Beyond these flourishes, though, this is pretty much the same movie as "Confidential Assignment" and that moment, regrettably, has passed. "Confidential Assignment" may have been a buddy cop flick first and foremost, but it was also a vibe check for an era where the idea of North Koreans and South Koreans working together seemed like something that could happen in the real world rather than just the movies. "Confidential Assignment 2: International" is stuck with this worldbuilding, the premise very optimistically asserting that the United States is actively and sincerely engaging in normalizing relations with North Korea.
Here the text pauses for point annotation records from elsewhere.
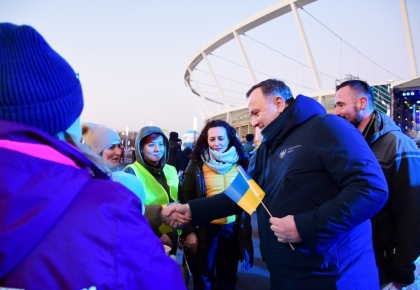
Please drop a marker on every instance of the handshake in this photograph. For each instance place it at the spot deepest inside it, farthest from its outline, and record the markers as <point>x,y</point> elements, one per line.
<point>176,215</point>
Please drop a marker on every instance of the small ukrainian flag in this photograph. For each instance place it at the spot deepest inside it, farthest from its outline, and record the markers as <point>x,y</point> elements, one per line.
<point>245,191</point>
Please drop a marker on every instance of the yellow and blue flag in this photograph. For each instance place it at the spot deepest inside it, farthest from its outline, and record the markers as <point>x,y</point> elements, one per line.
<point>245,191</point>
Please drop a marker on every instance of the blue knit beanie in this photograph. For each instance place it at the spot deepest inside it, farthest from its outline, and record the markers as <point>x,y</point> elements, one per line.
<point>37,86</point>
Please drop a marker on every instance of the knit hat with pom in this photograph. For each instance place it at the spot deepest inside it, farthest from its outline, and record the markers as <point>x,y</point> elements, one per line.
<point>37,86</point>
<point>99,137</point>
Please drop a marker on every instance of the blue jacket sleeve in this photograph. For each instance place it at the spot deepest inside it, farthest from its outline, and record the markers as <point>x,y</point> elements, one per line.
<point>354,169</point>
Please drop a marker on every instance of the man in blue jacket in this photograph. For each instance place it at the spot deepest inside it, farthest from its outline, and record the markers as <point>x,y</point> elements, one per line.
<point>322,184</point>
<point>395,229</point>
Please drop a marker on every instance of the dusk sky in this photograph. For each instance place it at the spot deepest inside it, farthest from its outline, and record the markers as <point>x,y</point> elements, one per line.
<point>132,54</point>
Most of the political stuff, metaphorical or otherwise, is otherwise quite downplayed, robbing Cheol-ryong of most of what makes him interesting and forcing our handsome hero to largely rely on Hyun Bin's charms as a leading man. This isn't nothing, and Hyun Bin is decent in his action star role here with some fairly impressive setpieces. The climax where he's pulled up the tower is a standout in intensity.

But it's preceded by a relatively generic gunfight and, for that matter, a fairly generic villain. Given how much "Confidential Assignment" was sold on concept, it's odd that the sequel has so little personality. The petty domestic squabble scenes at Jin-tae's home are the most interesting, with his wife So-yeon (played by Jang Young-nam) providing some of the best lines by just being genuinely furious that her husband's going through all this dangerous nonsense again.

There's plenty of good bits here. They just don't add up to anything. A smarter script would comment on the irony, for example, of Cheol-ryong supposedly living in a police state yet it's Jin-tae who's used to taking advantage of ubiquitous CCTV cameras to hunt down crooks without having to actually chase them. "Confidential Assignment 2: International" isn't a bad movie. It's just not a very impressive one either.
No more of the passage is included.